E invece il governo ci discute eccome e quasi si scusa con gli imprenditori che urlano e strepitano contro il “sussidistan” di cui sono i primi beneficiari: dati alla mano, dei 112 miliardi messi a disposizione dal governo per contrastare gli effetti economico-sociali dell’epidemia, alle imprese in senso stretto è andato il 48%, sotto forma di agevolazioni, esenzioni, contributi a fondo perduto e garanzie pubbliche ai finanziamenti bancari. Se aggiungiamo i 67 miliardi di fondi indiretti o – maliziosi che siamo – i 44 miliardi per il Fondo patrimonio della Cassa Depositi e Prestiti si sfonda il 65% del totale alle imprese.

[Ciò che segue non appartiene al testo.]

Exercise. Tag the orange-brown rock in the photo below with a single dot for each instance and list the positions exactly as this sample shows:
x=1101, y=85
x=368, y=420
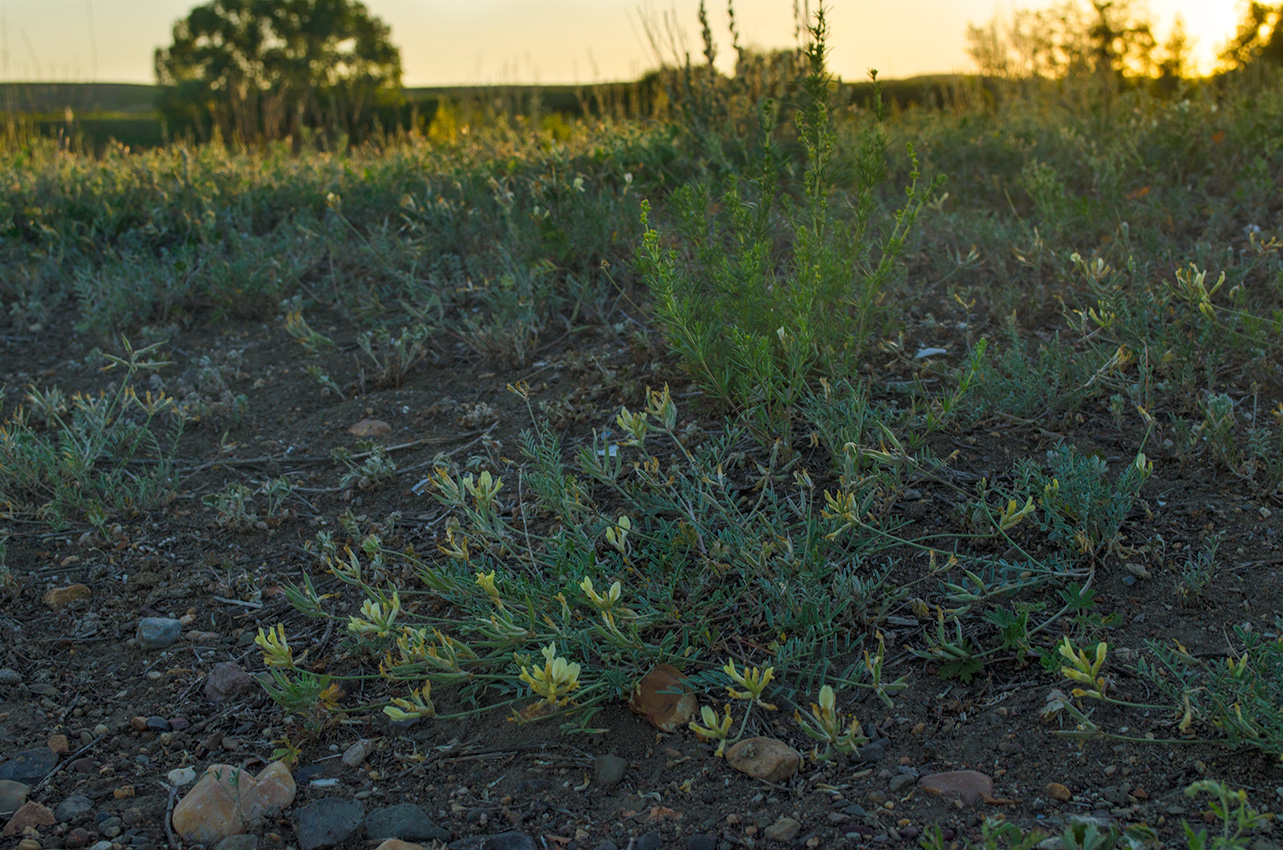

E non basta. Perché quelli che erano un tempo gli industriali vogliono i soldi, quelli dei contribuenti, non per innovare, non per investire, ma perché i soldi sono l’oggetto della contesa, non l’innovazione o lo sviluppo, come la ricchezza è la misura del successo.
Prendete Carlo Bonomi, oltre ad essere amministratore di una azienda nel settore biomedico, presidente di Confindustria, che sono ormai il suo vero lavoro, è presidente di una società a controllo e capitale pubblico, quotata in borsa: la Fiera Milano S.p.A. Una nomina di peso con deleghe operative, varata ad aprile scorso, voluta dalla Regione Lombardia, l’azionista di riferimento. Una nomina scivolata un po’ sotto silenzio e che rappresenta, come scrive Vittorio Malaguti su L’Espresso, “un enorme conflitto d’interessi”. Politico e professionale. Oltre ai 107mila euro di emolumento annui. E il “sussidistan” signor presidente?